For the duration of this project, Amanda Nelsen is the artist in residence at the Book Arts Lab. Nelsen has been involved in many other projects relating to book arts and sustainability. Her recent work includes the "Buy-o-chromatic," which was a similar project made from the weekly ad circulars sent to her house for a year. Nelsen specializes in bookbinding and has her own workspace, which she shares with four other binders and a printer. She also co-teaches a course at the Art Institute of Boston, classes at the New England School and workshops at the North Bennet Street School. In addition to this, she recently had a residency at the Minnesota Center for Book Arts, where she worked on a book called "Fine Print," playing off the difference between the art of printing and the small print on credit card agreements.
In her most recent project, "Kincade Recycled," Nelsen asked friends to help assemble the books that formed the pixels of the image of a Thomas Kincade painting. She said, "I was surprised by how positive the interactions were. People liked coming in for a few hours, doing a no-brainer and feeling like they're part of something." Katherine Ruffin, director of the Book Arts Program here at Wellesley was also involved and hoped to bring that energy to Wellesley, and to open a dialogue about bookbinding, paper use and sustainability. The project would also give the Wellesley community a chance to use their hands as well as their minds.
"People don't tend to work with their hands," Nelsen said. "If you design the project correctly, then you can have a lot of people do simple things." For "Paperworks," the complicated process of bookbinding has been broken down into a number of individual steps. The first step is collecting six sheets of paper, or in bookbinding terms, folios, together. This process provides an interesting glimpse into what Wellesley prints. Rejected print-outs include papers on Indian railway systems, short stories, art history reference slides and scientific readings, complete with graphs and images of iguanas.

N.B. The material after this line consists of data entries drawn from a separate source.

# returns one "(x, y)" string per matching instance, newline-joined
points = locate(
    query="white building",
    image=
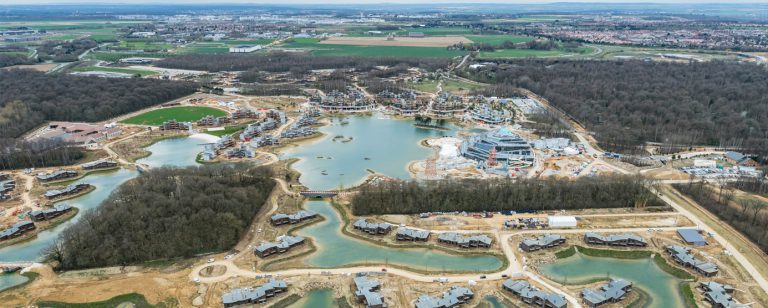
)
(561, 221)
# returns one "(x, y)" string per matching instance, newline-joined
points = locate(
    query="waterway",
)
(662, 288)
(317, 298)
(383, 145)
(335, 249)
(10, 280)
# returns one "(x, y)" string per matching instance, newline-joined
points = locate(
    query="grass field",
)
(498, 39)
(371, 51)
(456, 85)
(131, 71)
(524, 53)
(181, 114)
(114, 56)
(136, 299)
(226, 131)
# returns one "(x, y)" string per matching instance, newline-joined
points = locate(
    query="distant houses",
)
(692, 237)
(373, 228)
(17, 229)
(719, 295)
(627, 239)
(281, 245)
(533, 296)
(281, 219)
(456, 239)
(99, 164)
(452, 298)
(407, 234)
(56, 175)
(544, 241)
(683, 256)
(253, 295)
(49, 214)
(69, 190)
(366, 292)
(612, 292)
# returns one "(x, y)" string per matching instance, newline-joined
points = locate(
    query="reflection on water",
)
(663, 288)
(337, 250)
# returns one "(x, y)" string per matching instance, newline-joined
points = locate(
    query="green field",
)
(115, 56)
(131, 71)
(181, 114)
(499, 39)
(456, 85)
(339, 50)
(524, 53)
(226, 131)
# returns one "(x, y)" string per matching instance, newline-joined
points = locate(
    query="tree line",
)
(29, 98)
(497, 195)
(627, 103)
(166, 213)
(748, 216)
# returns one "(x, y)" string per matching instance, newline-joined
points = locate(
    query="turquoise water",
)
(389, 145)
(662, 288)
(10, 280)
(338, 250)
(317, 298)
(172, 152)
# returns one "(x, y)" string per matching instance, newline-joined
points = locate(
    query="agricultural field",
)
(317, 49)
(434, 41)
(499, 39)
(523, 53)
(181, 114)
(131, 71)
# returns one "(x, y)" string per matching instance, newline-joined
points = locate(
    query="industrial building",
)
(541, 242)
(500, 145)
(454, 297)
(465, 241)
(253, 295)
(626, 239)
(612, 292)
(533, 296)
(684, 257)
(366, 292)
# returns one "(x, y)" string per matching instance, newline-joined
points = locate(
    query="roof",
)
(691, 235)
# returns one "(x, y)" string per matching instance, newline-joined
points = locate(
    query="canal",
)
(662, 288)
(334, 249)
(343, 156)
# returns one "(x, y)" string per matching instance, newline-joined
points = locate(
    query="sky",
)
(11, 2)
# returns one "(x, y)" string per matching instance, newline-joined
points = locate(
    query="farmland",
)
(181, 114)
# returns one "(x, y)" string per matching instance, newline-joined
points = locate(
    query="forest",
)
(497, 195)
(166, 213)
(297, 63)
(30, 98)
(748, 216)
(628, 103)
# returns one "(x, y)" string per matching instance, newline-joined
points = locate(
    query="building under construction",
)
(499, 146)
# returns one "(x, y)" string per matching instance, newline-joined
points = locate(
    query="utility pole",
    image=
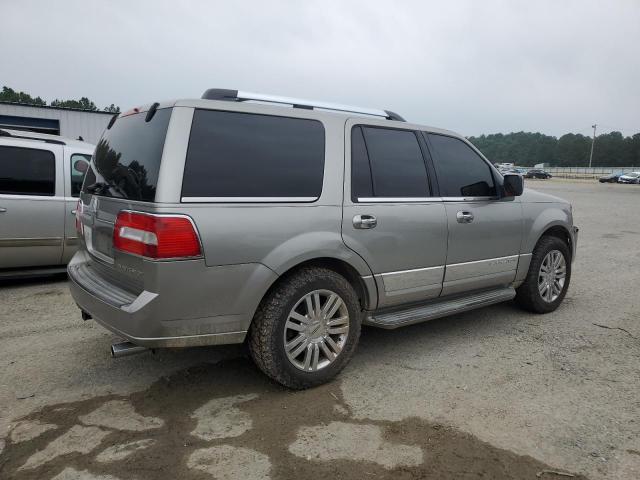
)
(592, 142)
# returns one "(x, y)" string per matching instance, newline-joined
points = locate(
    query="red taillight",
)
(156, 236)
(78, 218)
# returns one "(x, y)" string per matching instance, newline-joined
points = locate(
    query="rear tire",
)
(548, 278)
(306, 329)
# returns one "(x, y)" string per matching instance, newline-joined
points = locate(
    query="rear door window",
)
(250, 157)
(127, 157)
(461, 171)
(27, 171)
(387, 163)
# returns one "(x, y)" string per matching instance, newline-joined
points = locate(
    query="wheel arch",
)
(559, 231)
(364, 286)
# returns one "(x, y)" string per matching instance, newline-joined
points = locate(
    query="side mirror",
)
(513, 185)
(81, 166)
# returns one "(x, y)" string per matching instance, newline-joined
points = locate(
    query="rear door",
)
(31, 204)
(391, 217)
(485, 231)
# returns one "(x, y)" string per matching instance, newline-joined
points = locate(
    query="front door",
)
(31, 205)
(485, 231)
(390, 217)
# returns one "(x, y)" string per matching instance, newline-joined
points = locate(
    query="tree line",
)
(522, 148)
(570, 150)
(10, 95)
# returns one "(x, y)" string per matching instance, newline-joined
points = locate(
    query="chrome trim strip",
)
(48, 198)
(411, 279)
(436, 309)
(399, 199)
(248, 199)
(71, 241)
(261, 97)
(31, 242)
(478, 268)
(400, 272)
(468, 199)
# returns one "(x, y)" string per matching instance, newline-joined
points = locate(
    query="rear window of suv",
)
(127, 157)
(251, 157)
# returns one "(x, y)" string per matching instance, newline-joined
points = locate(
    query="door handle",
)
(464, 217)
(364, 221)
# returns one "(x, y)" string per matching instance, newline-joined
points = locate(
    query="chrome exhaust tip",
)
(124, 349)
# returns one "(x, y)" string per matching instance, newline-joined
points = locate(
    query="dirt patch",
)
(279, 419)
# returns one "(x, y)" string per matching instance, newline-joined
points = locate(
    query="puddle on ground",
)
(226, 421)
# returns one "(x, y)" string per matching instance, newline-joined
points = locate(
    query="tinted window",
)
(461, 171)
(127, 157)
(245, 155)
(79, 167)
(361, 184)
(397, 165)
(27, 171)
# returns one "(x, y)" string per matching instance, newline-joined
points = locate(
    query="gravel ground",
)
(495, 393)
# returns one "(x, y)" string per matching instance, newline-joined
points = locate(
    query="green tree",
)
(112, 109)
(10, 95)
(84, 104)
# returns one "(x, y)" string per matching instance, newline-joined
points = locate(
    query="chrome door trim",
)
(31, 242)
(398, 199)
(415, 278)
(248, 199)
(469, 199)
(477, 268)
(47, 198)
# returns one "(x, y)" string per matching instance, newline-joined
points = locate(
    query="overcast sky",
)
(471, 66)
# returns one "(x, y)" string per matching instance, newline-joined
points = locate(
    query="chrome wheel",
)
(552, 275)
(316, 330)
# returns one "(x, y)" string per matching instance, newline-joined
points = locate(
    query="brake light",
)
(156, 236)
(79, 218)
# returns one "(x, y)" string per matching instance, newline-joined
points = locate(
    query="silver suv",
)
(40, 180)
(234, 218)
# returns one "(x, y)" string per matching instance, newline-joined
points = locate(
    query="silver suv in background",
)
(237, 218)
(40, 180)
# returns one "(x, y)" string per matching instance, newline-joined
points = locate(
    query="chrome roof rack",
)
(239, 96)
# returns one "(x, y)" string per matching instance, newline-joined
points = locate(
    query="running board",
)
(442, 308)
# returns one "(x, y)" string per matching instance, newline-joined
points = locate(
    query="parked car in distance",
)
(631, 177)
(611, 178)
(220, 220)
(537, 173)
(40, 180)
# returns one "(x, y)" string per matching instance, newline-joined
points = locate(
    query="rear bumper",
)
(197, 313)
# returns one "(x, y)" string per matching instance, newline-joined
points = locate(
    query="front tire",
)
(548, 278)
(306, 329)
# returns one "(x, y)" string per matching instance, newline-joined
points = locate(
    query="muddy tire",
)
(306, 329)
(548, 278)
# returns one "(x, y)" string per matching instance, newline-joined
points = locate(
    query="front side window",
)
(387, 163)
(261, 157)
(79, 166)
(461, 171)
(27, 171)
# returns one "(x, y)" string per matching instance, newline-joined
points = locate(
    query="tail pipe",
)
(124, 349)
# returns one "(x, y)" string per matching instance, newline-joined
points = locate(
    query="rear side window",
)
(461, 171)
(27, 171)
(79, 166)
(387, 163)
(253, 156)
(127, 157)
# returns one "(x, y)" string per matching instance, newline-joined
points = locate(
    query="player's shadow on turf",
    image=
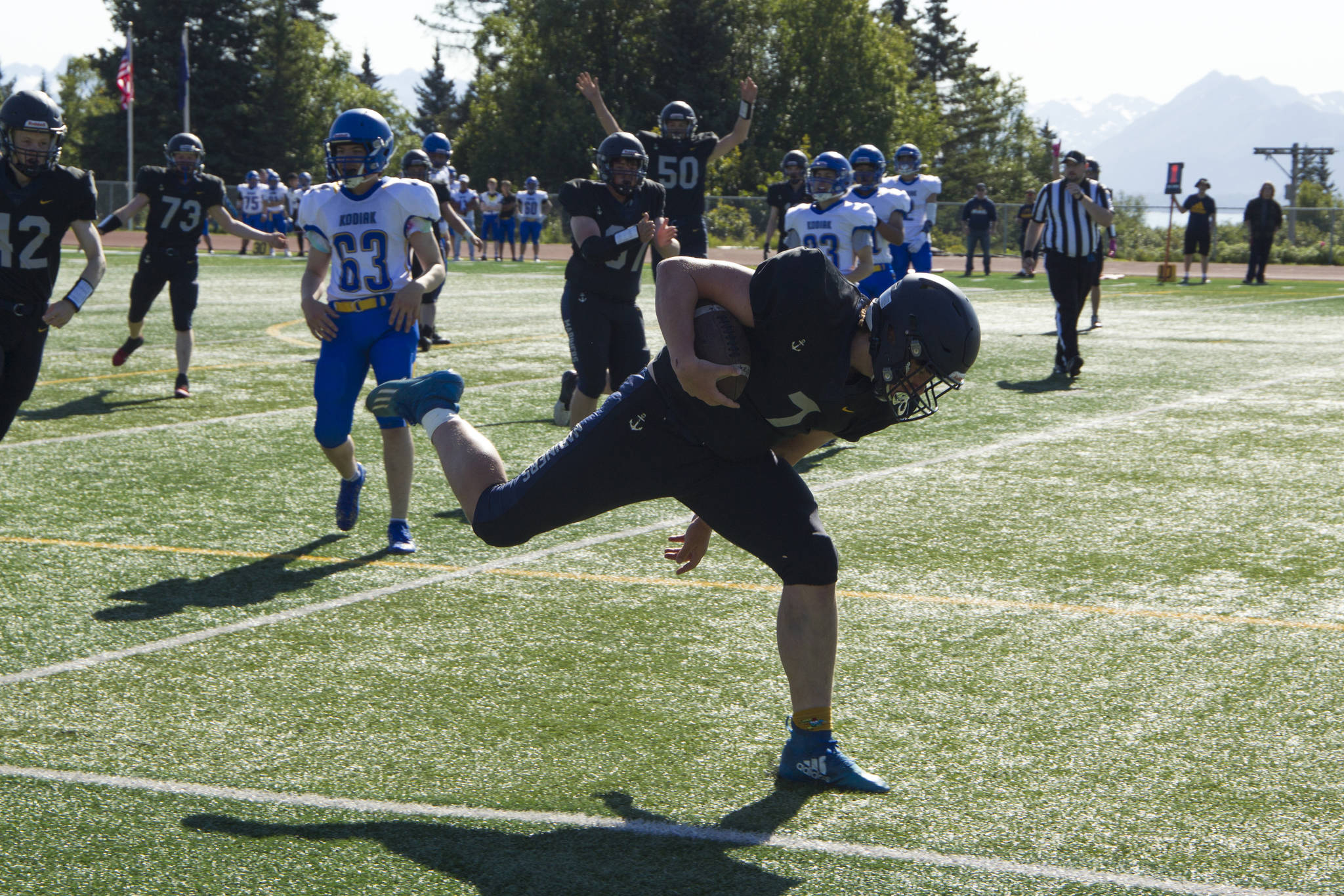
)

The most interesting image or text is placed on the outside of the section, to "optimize the ink" as Nelsen said. These sections are then folded in half lengthwise and cut in half widthwise into the pages of the book, called signatures. Nelsen then sorts through these signatures to make the most interesting pattern in the lines on the edge of each signature, the only part to be exposed. Two holes are punched in the fold of the signature, and the signatures are sewn together one by one onto two cords kept taught on an adjustable frame.
Bookbinding using cords is a technique from the medieval period and is both strong and durable. "A binding like this will last longer than the other materials in the book," Nelsen said. In medieval bindings too, binders would sometimes use scraps of old manuscripts as the end pages. "Paperworks" will be made completely of abandoned, some might say useless, paper. Nelsen said, "There is value in [abandoned printer paper]. It's just a matter of editing it, rearranging, composing it slightly differently."
Once all the signatures are sewn together in fourteen to seventeen inch sections, the sections will be sewn together and suspended above the Science Library to remind the Wellesley community to conserve paper. "There are a lot of resources in the world, like land area, water, that come together to give us this resource that we consider an excess," Nelsen explained. "There are some areas in the world where this paper would be precious."
The eventual success of "Paperworks" depends both on the amount of paper they can collect and the willingness of the Wellesley Community to work a little with their hands and to be part of something bigger.